All I could think was Oh no this guy is going to think that I am a real freak. Giving it up so easy…okay that is not all I was thinking. I was really thinking about how his body felt against mine! I tell you there is something about athletes that make a shorty be like DAMN! That is where my mind was at that moment.
Turns out my mind really should have been on more important things, like does this guy have on a condom. Something I learned that day, was to never get so caught up in the moment that you do not use protection. That can be one life-altering moment, and for me it was.
Six weeks later…
“Haven, I think I might be pregnant,” I whispered during homeroom.
“YOU’RE WHAT!” she damn near shouted. People turned to stare at us.
“Could you keep your voice down please?” I asked her as I looked around, then I go into detail. “I’m 4 weeks late.”
“Oh my goodness,” she fanned herself. “Oh my goodness, how did this happen? Are you sure? Oh no you’re only 16! What is your mom going to say? What are you going to do?”
She fired questions at me left and right without giving me a chance to answer.

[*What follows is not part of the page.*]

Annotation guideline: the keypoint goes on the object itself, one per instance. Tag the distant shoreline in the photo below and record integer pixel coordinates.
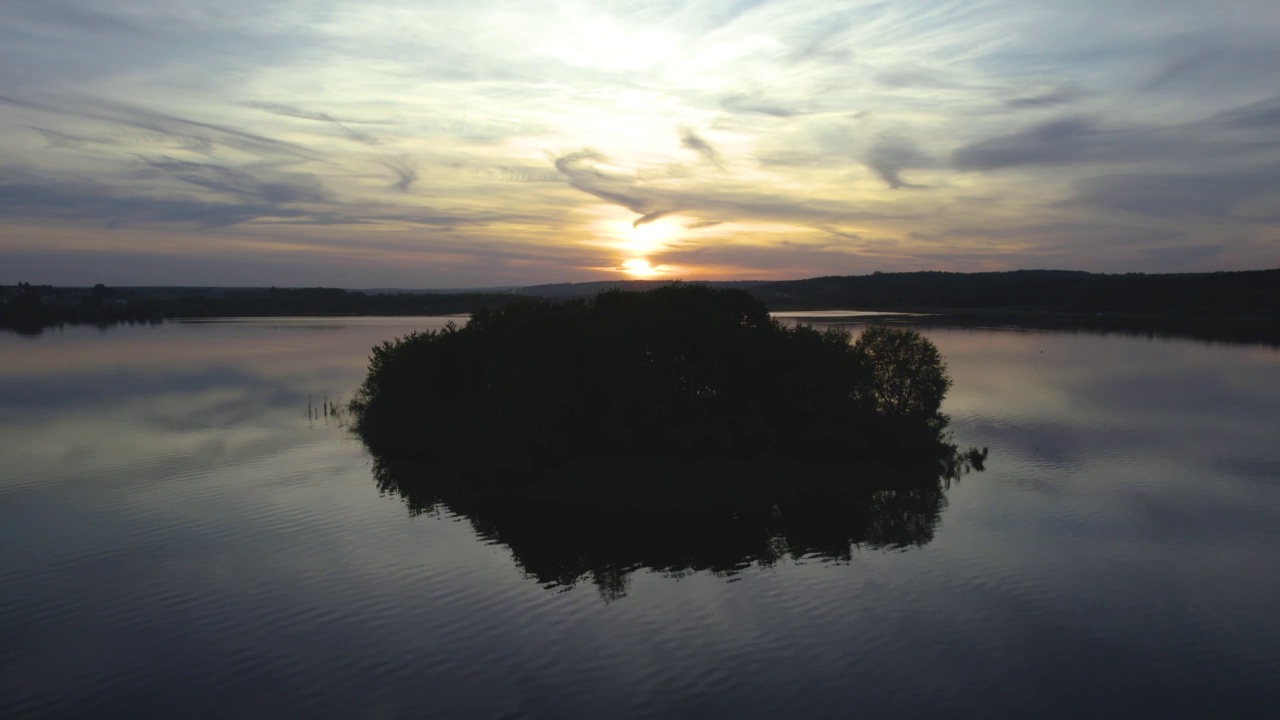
(1237, 306)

“I don’t know yet. I have not taken a test to confirm but I feel nauseous, my breasts hurt all the time and my clothes don’t fit the same way. I’m so scared. I mean I am only 16, I don’t know what to d
o, and I don’t want to tell Kaden until I know for sure, but I don’t want to go through this alone. I’m so confused,” I said as my eyes filled with tears and began to fall.
“Naima don’t cry, we’ll figure out something. First we need for you to take a test and confirm before we get all worked up, and it may be nothing at all.”
“You’re right. But I think this is something that I need to do with Kaden. No sense in me sitting here crying and worrying by myself. I’ll tell him to come over this afternoon and we’ll knock it out.” I told her.
Later that evening…
Kaden sat right outside the bathroom door in the hall. He actually is the one that went to the store and picked up the pregnancy test. I couldn’t do it; it made everything seem all too real, and yet not. I guess very surreal in a way. I was alone in the bathroom choking back tears because that was something that was very real and would not go away.
I am pregnant. Me, Naima, the captain of the cheerleading squad, how could I let this happen to myself? How could I not have been more careful? I should have known better, I should have. What was I thinking? I barely knew this guy, what am I going to say to my parents?
I thought my dad was going to kill me, or maybe not me, but he was definitely going to kill Kaden. Kaden, oh shoot I still had to tell him. Well here goes I said to myself as I softly opened the bathroom door.
He stood up immediately when he saw me and looked into my eyes.
“So from the looks of those beautiful eyes I guess I’m going to be a dad, huh” He said in a hesitant, but playful way.
The tears started racing down my face even more.
“How can you play at a time like this? I feel like my world is ending. I don’t know what to do.” I cried and slid to the floor. I really think that I was having a meltdown.